Saturday, 10 June 2017

Dalek Empire 4.4: The Fearless, Part 4 by Nicholas Briggs (January 2008)

This fourth part of Dalek Empire IV, the eighteenth and final instalment in the Dalek Empire series overall, plays out like that lovely old mixed metaphor of Sir Tom Stoppard's: "all the skeletons in the cupboard are coming home to roost". This finale sees quite the showdown between our two major players, Commander Salus Kade and General Agnes Landen. Briggs gets a good deal of tension out of delaying the confrontations between this pair, but when they do arrive they're electrifying. Together they make for a fearsome combination, both orphaned children of war, the one a marine named 'Fearless' and the other the woman in whose image these marines have been moulded. The idea that Kade and the other Fearless are, as it were, children in Landen's image is not entirely surprising - it's a fairly common trope, going back to the Doctor being used as the Cyber-template in Spare Parts, and as we've noted there's always been something a bit ... motherly about Landen's relationship with her protégé - but it works. As O'Brien puts it in the CD extras, "if you see a marvellous young person who's got this something, whatever it is, in whatever field, in your field, and you know about your field because that's what you've spent your life doing, and you can impart to this person some of what you know and what you think, and see that person rise up - they're like your own creation, aren't they?" And as with the Daleks and Davros, the children quickly outgrew the parent: Kade is a more fearless fighter than the woman who created him.

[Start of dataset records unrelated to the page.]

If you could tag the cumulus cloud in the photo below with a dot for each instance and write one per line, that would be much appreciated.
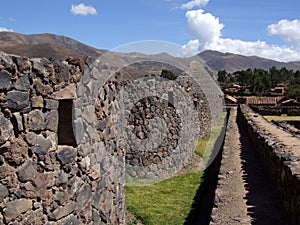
(3, 29)
(289, 31)
(205, 26)
(83, 10)
(194, 3)
(208, 31)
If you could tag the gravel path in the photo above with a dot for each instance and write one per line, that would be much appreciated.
(245, 194)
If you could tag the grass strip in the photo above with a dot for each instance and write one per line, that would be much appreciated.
(167, 202)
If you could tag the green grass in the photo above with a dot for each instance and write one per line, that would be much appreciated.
(164, 203)
(200, 146)
(169, 202)
(282, 118)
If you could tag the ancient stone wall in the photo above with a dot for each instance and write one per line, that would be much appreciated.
(69, 129)
(282, 163)
(53, 167)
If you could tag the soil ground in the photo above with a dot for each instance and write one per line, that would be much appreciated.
(245, 194)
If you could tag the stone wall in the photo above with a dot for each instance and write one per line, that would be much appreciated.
(70, 131)
(46, 177)
(283, 167)
(158, 122)
(277, 110)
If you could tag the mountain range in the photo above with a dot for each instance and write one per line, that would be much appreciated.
(61, 47)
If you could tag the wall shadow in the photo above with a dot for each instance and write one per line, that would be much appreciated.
(203, 201)
(263, 201)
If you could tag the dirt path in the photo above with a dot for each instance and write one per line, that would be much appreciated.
(245, 194)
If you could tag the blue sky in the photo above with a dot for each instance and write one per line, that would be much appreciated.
(267, 28)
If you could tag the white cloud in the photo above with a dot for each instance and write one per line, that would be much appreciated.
(208, 31)
(194, 3)
(289, 31)
(204, 26)
(83, 10)
(3, 29)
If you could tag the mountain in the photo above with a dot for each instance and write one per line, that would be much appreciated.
(134, 64)
(217, 61)
(45, 45)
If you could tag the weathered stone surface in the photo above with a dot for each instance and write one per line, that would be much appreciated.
(43, 89)
(62, 178)
(27, 171)
(66, 154)
(31, 138)
(19, 120)
(37, 102)
(5, 78)
(8, 176)
(52, 121)
(86, 77)
(89, 114)
(18, 100)
(35, 120)
(83, 196)
(68, 92)
(23, 65)
(78, 130)
(18, 151)
(51, 104)
(16, 207)
(6, 129)
(22, 84)
(61, 71)
(63, 211)
(3, 192)
(71, 220)
(42, 145)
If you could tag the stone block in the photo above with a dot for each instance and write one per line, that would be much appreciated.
(66, 154)
(68, 92)
(35, 120)
(5, 78)
(27, 171)
(22, 84)
(37, 102)
(18, 100)
(16, 207)
(6, 129)
(51, 104)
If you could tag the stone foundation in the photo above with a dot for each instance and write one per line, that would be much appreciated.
(283, 167)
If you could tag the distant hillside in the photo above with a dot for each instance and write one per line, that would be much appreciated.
(44, 45)
(233, 62)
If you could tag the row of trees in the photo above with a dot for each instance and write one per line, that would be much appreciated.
(260, 81)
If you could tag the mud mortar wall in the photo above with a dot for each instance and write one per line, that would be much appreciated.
(63, 143)
(54, 168)
(284, 169)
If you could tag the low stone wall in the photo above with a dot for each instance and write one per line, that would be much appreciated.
(277, 110)
(53, 167)
(66, 127)
(284, 168)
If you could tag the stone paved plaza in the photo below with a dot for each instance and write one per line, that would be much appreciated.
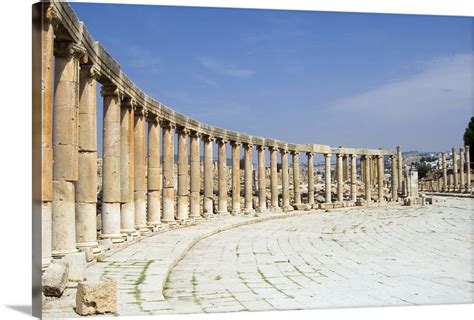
(350, 257)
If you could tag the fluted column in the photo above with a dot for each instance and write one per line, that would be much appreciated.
(285, 192)
(111, 195)
(353, 178)
(86, 185)
(340, 180)
(274, 206)
(468, 169)
(296, 177)
(47, 57)
(367, 164)
(462, 183)
(222, 182)
(327, 176)
(380, 176)
(208, 202)
(455, 170)
(248, 179)
(140, 170)
(127, 211)
(262, 193)
(168, 174)
(444, 172)
(310, 160)
(399, 167)
(65, 147)
(394, 178)
(235, 177)
(195, 178)
(154, 174)
(183, 176)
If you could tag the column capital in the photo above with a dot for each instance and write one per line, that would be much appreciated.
(109, 90)
(71, 49)
(90, 71)
(207, 138)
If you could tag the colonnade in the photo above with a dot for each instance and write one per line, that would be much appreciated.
(141, 190)
(454, 178)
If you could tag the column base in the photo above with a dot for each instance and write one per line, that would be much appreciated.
(116, 238)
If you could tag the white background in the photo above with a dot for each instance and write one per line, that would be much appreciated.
(15, 151)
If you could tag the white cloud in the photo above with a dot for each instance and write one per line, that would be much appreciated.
(427, 110)
(225, 69)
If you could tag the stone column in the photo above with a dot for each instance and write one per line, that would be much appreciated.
(368, 195)
(127, 211)
(444, 171)
(154, 174)
(222, 182)
(140, 171)
(235, 177)
(262, 194)
(168, 173)
(468, 169)
(394, 178)
(65, 147)
(400, 166)
(353, 178)
(195, 179)
(274, 206)
(380, 176)
(310, 160)
(285, 181)
(455, 170)
(327, 176)
(111, 195)
(248, 179)
(208, 202)
(340, 180)
(86, 185)
(296, 177)
(47, 57)
(461, 170)
(183, 178)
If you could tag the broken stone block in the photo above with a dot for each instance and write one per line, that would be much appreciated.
(55, 278)
(96, 297)
(77, 265)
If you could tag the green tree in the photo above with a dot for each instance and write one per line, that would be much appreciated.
(469, 138)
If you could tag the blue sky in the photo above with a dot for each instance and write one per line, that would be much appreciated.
(359, 80)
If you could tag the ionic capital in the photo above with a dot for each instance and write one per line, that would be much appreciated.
(71, 49)
(110, 90)
(90, 71)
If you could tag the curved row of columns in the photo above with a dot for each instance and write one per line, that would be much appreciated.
(459, 177)
(139, 190)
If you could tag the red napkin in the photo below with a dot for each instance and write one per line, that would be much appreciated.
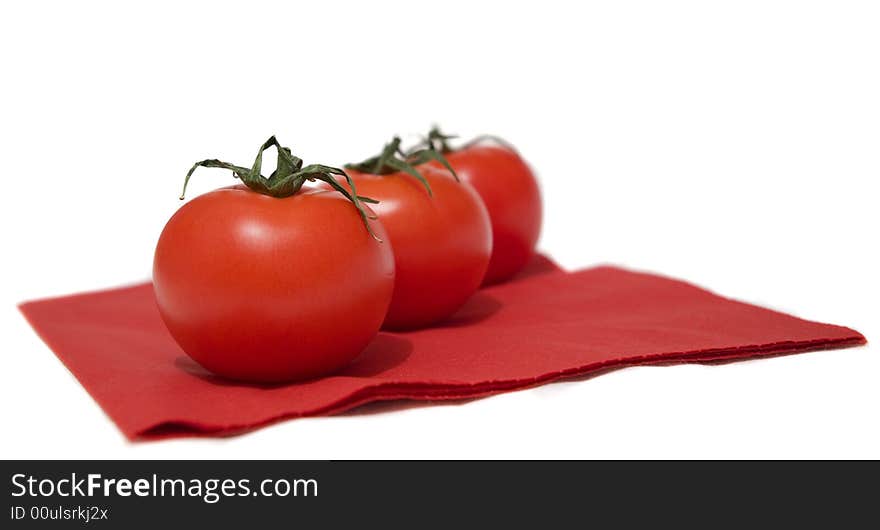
(544, 326)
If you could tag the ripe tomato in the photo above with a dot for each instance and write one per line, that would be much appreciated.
(442, 241)
(268, 289)
(511, 195)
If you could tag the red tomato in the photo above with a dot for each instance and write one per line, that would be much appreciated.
(441, 243)
(268, 289)
(511, 195)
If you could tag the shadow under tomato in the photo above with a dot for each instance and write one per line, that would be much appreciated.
(385, 352)
(480, 307)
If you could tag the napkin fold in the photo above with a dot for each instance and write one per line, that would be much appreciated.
(543, 326)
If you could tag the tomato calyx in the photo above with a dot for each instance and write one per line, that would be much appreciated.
(439, 142)
(288, 178)
(393, 159)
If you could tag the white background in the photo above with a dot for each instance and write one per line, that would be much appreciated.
(732, 144)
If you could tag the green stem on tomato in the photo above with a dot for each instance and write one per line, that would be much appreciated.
(393, 159)
(288, 178)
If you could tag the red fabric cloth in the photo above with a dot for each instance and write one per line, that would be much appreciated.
(544, 326)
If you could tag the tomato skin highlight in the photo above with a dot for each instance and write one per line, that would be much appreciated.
(512, 197)
(264, 289)
(442, 243)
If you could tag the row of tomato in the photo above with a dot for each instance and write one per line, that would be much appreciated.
(276, 280)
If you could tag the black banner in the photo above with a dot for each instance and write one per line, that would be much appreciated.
(241, 494)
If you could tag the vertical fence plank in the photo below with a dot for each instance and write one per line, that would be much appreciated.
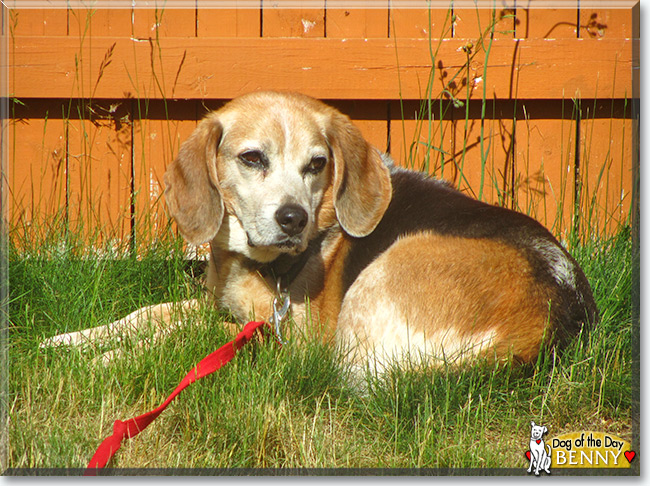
(546, 133)
(110, 21)
(159, 130)
(597, 23)
(36, 168)
(358, 23)
(370, 117)
(293, 22)
(534, 21)
(545, 163)
(605, 179)
(164, 22)
(99, 135)
(228, 22)
(37, 21)
(421, 139)
(99, 169)
(474, 23)
(420, 23)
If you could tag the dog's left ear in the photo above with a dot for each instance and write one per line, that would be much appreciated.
(362, 187)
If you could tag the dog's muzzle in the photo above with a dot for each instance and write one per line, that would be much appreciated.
(291, 219)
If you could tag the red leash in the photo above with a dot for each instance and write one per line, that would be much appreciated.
(132, 427)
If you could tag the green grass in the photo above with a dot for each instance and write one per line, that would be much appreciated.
(292, 406)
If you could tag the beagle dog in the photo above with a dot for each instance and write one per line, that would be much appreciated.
(388, 261)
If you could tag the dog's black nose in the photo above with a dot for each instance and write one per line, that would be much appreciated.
(291, 218)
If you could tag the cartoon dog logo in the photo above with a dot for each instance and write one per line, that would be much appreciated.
(539, 453)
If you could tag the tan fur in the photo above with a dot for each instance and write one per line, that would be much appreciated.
(444, 296)
(468, 295)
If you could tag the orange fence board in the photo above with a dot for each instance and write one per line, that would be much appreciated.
(324, 68)
(358, 23)
(228, 22)
(408, 23)
(22, 21)
(546, 23)
(37, 164)
(148, 74)
(157, 136)
(99, 171)
(293, 22)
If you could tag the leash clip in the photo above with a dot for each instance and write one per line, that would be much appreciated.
(281, 304)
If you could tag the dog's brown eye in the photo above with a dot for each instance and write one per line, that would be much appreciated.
(254, 159)
(316, 165)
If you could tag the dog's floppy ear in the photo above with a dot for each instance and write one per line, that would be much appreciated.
(192, 186)
(362, 187)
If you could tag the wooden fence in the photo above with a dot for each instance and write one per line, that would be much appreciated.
(527, 107)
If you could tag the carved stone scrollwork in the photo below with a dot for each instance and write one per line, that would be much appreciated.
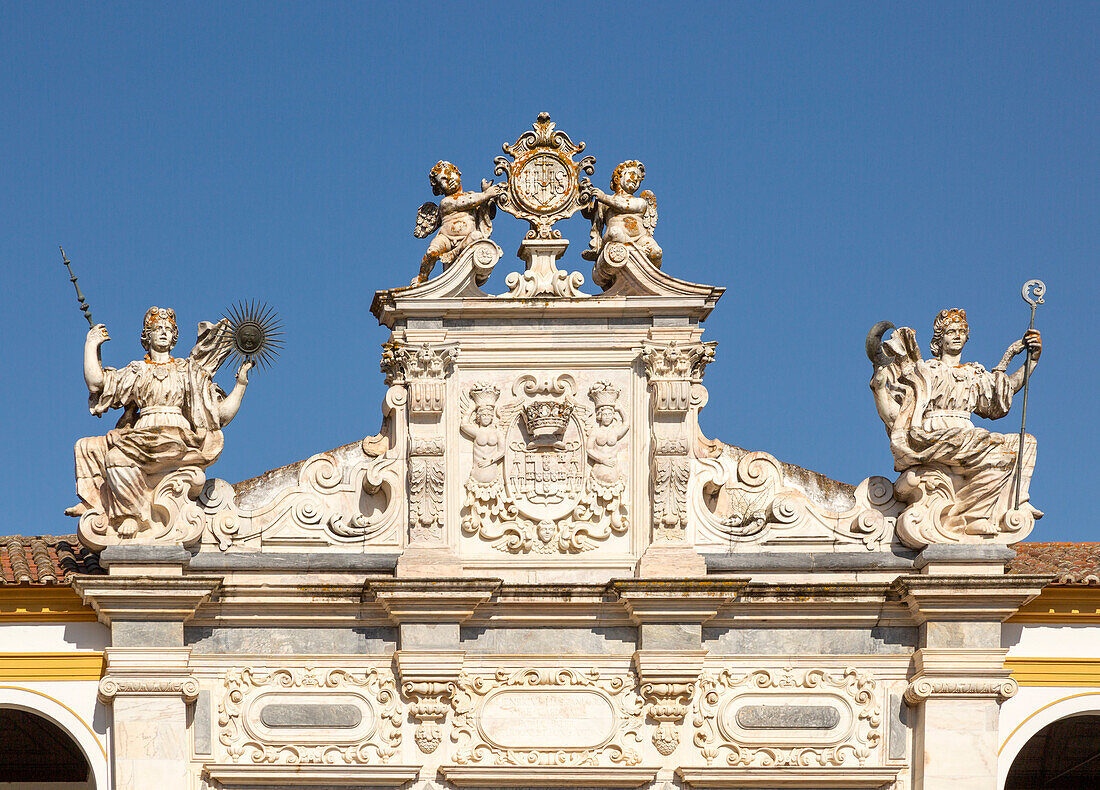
(923, 689)
(518, 719)
(546, 473)
(766, 717)
(262, 713)
(741, 496)
(431, 701)
(673, 371)
(668, 704)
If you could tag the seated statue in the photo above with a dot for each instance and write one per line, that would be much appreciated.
(461, 218)
(958, 480)
(173, 416)
(620, 217)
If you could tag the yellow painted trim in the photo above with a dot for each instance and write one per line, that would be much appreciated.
(51, 666)
(1035, 713)
(78, 716)
(61, 604)
(1062, 604)
(1054, 671)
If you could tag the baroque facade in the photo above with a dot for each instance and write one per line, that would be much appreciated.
(540, 572)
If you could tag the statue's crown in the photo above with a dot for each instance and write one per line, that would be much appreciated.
(484, 395)
(547, 417)
(604, 394)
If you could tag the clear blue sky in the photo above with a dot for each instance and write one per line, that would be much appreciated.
(832, 164)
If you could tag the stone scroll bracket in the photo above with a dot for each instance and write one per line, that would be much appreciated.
(670, 655)
(673, 371)
(428, 661)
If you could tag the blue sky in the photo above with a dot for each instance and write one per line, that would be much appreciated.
(832, 164)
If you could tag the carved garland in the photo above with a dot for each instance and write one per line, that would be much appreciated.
(243, 684)
(624, 721)
(854, 745)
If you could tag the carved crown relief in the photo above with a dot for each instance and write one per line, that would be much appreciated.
(268, 716)
(545, 473)
(789, 717)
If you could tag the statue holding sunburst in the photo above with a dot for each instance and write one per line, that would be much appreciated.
(138, 483)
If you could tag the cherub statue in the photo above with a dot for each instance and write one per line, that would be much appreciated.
(957, 478)
(461, 218)
(605, 434)
(620, 217)
(173, 416)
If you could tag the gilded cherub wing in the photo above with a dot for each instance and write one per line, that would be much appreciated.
(427, 220)
(649, 218)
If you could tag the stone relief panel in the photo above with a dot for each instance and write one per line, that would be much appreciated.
(770, 717)
(748, 497)
(548, 470)
(304, 716)
(560, 717)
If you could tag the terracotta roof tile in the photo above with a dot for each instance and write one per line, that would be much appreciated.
(45, 559)
(1073, 563)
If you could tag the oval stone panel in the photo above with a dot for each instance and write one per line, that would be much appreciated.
(528, 719)
(309, 716)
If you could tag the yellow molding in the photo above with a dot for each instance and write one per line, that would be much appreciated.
(1055, 671)
(51, 666)
(1062, 604)
(43, 604)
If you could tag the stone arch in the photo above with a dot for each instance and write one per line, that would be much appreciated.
(1081, 709)
(67, 721)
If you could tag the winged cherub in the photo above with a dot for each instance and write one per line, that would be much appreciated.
(461, 218)
(620, 216)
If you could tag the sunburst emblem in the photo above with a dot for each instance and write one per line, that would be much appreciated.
(252, 332)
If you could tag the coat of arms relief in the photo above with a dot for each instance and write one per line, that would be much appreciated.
(546, 474)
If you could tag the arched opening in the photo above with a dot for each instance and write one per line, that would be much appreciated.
(35, 754)
(1064, 755)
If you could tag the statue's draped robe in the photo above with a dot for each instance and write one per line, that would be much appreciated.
(934, 429)
(171, 420)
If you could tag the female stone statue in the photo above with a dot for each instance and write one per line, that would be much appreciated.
(958, 478)
(173, 416)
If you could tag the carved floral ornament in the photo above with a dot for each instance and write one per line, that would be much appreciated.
(560, 717)
(811, 717)
(546, 472)
(265, 716)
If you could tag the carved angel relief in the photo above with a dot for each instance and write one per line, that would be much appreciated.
(260, 716)
(460, 218)
(546, 473)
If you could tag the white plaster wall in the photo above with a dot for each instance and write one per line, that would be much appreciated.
(73, 706)
(53, 637)
(1026, 640)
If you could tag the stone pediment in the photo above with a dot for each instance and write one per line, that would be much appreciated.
(546, 432)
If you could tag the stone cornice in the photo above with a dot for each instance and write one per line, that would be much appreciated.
(675, 600)
(430, 600)
(966, 598)
(173, 599)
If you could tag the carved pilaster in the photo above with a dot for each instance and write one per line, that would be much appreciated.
(422, 370)
(672, 370)
(668, 684)
(428, 680)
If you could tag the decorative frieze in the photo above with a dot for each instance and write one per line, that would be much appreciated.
(559, 717)
(309, 716)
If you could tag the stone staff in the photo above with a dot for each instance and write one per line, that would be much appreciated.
(1032, 293)
(79, 297)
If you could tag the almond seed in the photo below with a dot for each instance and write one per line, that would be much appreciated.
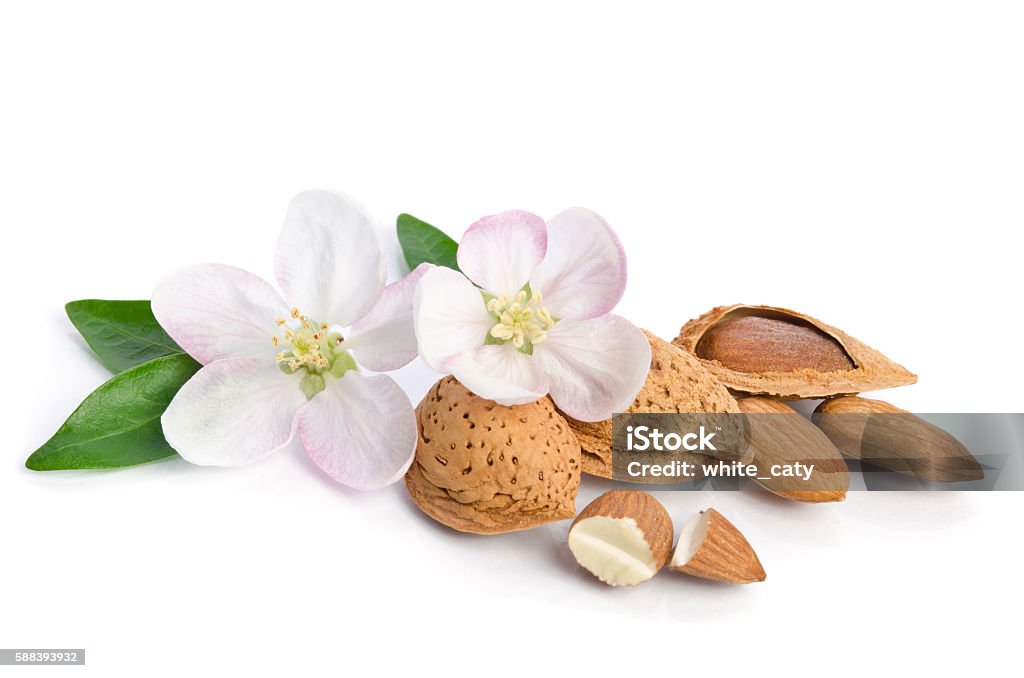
(881, 433)
(779, 352)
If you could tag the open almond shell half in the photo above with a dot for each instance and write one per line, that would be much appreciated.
(765, 350)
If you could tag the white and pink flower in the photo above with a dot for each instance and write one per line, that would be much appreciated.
(278, 371)
(530, 316)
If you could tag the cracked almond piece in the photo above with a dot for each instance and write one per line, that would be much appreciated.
(881, 433)
(623, 537)
(764, 350)
(676, 382)
(780, 436)
(711, 547)
(486, 468)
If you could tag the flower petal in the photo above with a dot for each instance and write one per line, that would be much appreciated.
(385, 338)
(233, 412)
(449, 314)
(216, 311)
(500, 252)
(595, 367)
(360, 430)
(500, 373)
(329, 262)
(584, 272)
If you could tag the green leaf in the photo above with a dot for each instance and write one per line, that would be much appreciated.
(122, 334)
(119, 423)
(423, 243)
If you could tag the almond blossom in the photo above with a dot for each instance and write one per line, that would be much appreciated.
(530, 315)
(280, 372)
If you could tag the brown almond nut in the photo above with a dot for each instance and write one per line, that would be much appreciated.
(776, 351)
(486, 468)
(881, 433)
(623, 537)
(677, 382)
(711, 547)
(779, 435)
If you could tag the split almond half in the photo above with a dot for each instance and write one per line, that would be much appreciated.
(623, 538)
(711, 547)
(779, 352)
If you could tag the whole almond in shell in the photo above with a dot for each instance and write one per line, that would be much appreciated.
(486, 468)
(779, 352)
(779, 435)
(623, 537)
(676, 382)
(881, 433)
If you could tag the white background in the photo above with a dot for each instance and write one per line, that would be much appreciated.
(859, 162)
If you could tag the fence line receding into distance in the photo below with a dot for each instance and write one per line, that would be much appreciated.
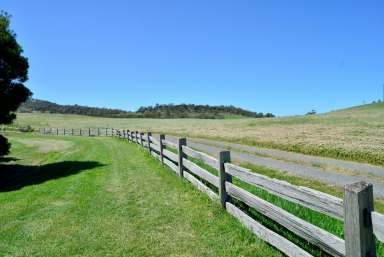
(361, 223)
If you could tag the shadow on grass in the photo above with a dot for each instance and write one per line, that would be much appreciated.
(16, 176)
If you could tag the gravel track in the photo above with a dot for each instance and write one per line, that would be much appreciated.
(249, 154)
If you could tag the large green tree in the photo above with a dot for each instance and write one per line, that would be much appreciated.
(13, 75)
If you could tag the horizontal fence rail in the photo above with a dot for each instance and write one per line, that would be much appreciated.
(361, 223)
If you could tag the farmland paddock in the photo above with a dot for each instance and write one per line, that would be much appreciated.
(362, 225)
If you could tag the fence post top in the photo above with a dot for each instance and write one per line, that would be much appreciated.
(357, 187)
(182, 140)
(225, 156)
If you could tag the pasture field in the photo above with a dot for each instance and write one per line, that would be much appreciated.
(80, 196)
(352, 134)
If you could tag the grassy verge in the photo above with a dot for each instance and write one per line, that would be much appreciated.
(325, 222)
(105, 197)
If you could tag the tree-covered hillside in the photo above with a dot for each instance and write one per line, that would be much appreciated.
(157, 111)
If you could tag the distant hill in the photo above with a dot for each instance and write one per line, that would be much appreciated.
(157, 111)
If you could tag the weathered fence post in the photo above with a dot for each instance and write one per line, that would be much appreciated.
(224, 157)
(358, 231)
(180, 143)
(149, 134)
(141, 139)
(161, 137)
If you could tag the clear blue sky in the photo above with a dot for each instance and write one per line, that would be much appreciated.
(285, 57)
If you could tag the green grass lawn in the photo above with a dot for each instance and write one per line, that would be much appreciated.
(79, 196)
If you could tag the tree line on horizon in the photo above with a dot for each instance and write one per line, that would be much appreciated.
(161, 111)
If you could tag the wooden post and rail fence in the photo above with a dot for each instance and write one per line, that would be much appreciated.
(361, 223)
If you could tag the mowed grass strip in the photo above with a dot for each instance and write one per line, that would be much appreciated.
(105, 197)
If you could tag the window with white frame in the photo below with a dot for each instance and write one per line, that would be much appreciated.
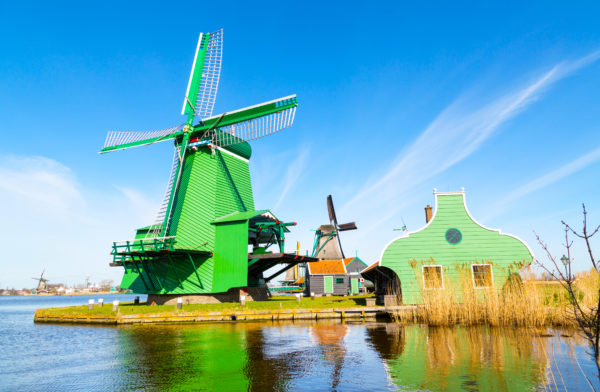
(482, 275)
(432, 277)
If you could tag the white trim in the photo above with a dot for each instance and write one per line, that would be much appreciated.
(496, 230)
(231, 153)
(436, 193)
(251, 107)
(187, 91)
(491, 276)
(325, 286)
(423, 273)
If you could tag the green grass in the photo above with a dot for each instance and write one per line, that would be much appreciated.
(275, 303)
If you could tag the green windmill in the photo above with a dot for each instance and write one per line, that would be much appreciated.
(200, 240)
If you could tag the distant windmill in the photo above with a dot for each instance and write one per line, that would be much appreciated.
(327, 240)
(42, 282)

Dalek Empire 4.3: The Fearless, Part 3 by Nicholas Briggs (December 2007)

The Fearless, Part 3 follows Kade's mission as he and the other members of the Spacer-wearing Fearless set out to kill Susan Mendes, the Angel of Mercy, each of them on their own in deep space as they close in on the ship carrying her, the Amorist. I was unsure about centring the story around assassinating the first series' lead character; the Kade and Landen stuff was far and away the most engaging material of the first two discs, and as such it's a shame to split that pair up and spend most of our time on a plan to kill a character we know from having heard Dalek War cannot possibly die in this set of stories. It seems like an artificial tension, though one which, as the story goes on and we reach a new twist, Briggs goes some way to justify. The revelation that the Susan Mendes of this story is in fact a robot duplicate isn't immensely unpredictable, but it does help keep what happens here distinct and less like it's playing second fiddle to Dalek Empire I: a new bit of political intrigue in another part of the conflict rather than retreading old ground. Better still, the final twist of the knife - traps within traps, schemes within schemes - promises some excellent Kade/Landen material in the grand finale. It's quite the rug-pull.